My professional storytelling career took me to meet people I always dreamed of meeting. I interviewed Jimmy Stewart, James Brooks, Robert Zemeckis, Phil Collins, and more well-known personalities. Equally as engaging, however, were the stories of non-celebrities, such as the kid from Taipei with his self-taught sounds on the steel drums or the former National Geographic photographer now confined to a wheelchair rigged to allow him the ability to photograph microscopic household critters. I soon merged my journalistic storytelling with my marketing capabilities and began to win awards for my work…my work that told and promoted the stories of others.

I dabbled forever in writing personal fiction and non-fiction. I loved movies and tried my hand at writing a couple of screenplays. In the early 2000s, I submitted a few to competitions and ended up winning two of them – not the biggies, but big enough and good enough for me to validate further that my stories mattered to more people than just me.
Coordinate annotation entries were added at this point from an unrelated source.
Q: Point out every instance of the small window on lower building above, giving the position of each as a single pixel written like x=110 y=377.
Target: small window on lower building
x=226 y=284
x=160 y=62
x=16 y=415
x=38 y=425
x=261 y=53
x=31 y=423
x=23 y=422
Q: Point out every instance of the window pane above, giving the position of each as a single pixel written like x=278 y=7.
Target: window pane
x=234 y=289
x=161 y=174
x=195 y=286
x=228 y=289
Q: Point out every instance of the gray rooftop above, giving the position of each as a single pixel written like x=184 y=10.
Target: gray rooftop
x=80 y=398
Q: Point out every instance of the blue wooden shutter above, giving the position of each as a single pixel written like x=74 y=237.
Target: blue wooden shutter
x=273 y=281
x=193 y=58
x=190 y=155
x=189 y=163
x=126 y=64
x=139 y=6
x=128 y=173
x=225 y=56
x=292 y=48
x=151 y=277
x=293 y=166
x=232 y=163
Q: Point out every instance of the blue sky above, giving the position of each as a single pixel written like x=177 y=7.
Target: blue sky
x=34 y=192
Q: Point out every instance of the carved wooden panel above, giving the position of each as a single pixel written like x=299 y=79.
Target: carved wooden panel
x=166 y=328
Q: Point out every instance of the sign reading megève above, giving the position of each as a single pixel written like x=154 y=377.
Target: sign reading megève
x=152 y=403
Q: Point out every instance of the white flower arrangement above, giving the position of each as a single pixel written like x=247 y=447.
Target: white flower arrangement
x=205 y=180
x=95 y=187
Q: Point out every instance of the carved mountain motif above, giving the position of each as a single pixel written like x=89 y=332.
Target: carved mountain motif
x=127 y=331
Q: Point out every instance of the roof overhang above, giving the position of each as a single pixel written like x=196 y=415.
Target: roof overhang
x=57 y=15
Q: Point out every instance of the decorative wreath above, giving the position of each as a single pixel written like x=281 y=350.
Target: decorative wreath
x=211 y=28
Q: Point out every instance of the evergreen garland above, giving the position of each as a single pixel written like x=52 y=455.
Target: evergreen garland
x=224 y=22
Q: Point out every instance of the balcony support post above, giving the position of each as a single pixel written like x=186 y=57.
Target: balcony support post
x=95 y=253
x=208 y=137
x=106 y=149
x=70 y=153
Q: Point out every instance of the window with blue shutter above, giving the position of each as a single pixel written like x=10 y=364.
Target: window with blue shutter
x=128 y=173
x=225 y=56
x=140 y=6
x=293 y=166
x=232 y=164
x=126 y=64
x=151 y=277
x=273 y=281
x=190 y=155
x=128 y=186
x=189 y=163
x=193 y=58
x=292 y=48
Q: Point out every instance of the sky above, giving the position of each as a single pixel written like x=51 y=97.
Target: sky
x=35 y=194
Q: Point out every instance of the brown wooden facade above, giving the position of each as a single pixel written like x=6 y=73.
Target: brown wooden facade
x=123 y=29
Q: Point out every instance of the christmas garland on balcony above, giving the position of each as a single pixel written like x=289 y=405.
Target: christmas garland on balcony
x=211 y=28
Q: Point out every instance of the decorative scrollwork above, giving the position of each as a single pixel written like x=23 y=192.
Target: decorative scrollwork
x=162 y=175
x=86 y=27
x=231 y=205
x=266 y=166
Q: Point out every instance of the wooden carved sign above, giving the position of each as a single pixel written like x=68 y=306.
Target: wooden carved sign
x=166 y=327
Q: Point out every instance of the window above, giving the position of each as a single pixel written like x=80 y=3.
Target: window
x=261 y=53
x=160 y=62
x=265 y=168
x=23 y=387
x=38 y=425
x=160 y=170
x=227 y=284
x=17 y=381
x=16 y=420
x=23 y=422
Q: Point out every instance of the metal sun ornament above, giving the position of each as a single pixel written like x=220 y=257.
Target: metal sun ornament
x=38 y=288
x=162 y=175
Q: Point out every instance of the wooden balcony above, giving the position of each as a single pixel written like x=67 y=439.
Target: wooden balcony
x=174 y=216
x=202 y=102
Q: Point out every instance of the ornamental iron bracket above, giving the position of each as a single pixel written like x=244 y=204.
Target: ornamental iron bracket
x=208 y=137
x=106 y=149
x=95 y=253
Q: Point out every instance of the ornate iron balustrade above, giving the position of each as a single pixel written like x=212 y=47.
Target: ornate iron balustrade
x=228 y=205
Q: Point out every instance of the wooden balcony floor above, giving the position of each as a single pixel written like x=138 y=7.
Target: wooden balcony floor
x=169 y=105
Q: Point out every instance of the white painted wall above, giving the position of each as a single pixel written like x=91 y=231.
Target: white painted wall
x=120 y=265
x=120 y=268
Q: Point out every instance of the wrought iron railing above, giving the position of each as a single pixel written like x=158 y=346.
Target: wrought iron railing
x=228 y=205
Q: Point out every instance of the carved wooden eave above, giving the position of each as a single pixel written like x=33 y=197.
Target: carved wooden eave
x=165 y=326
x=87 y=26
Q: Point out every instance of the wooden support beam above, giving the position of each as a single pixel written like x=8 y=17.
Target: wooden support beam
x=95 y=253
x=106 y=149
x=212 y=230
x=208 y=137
For a long time, I kept my most important story secret – my own. While I always knew that my experiences were bigger than just me, and while I always had felt that my purpose in this world had something to do with sharing my life story and using it to make a difference in the lives of others, it wasn’t until a few years ago that I made the decision to – once again – be bold and try. And – once again – mighty forces have come to my aid. The results are what you see here on my website and in the books I have written. The S-Word is my first full-length book, but as you now have learned, it’s surely not the first story I’ve ever told or have had published. It’s just the one that matters most to me. Hope it matters to you, too.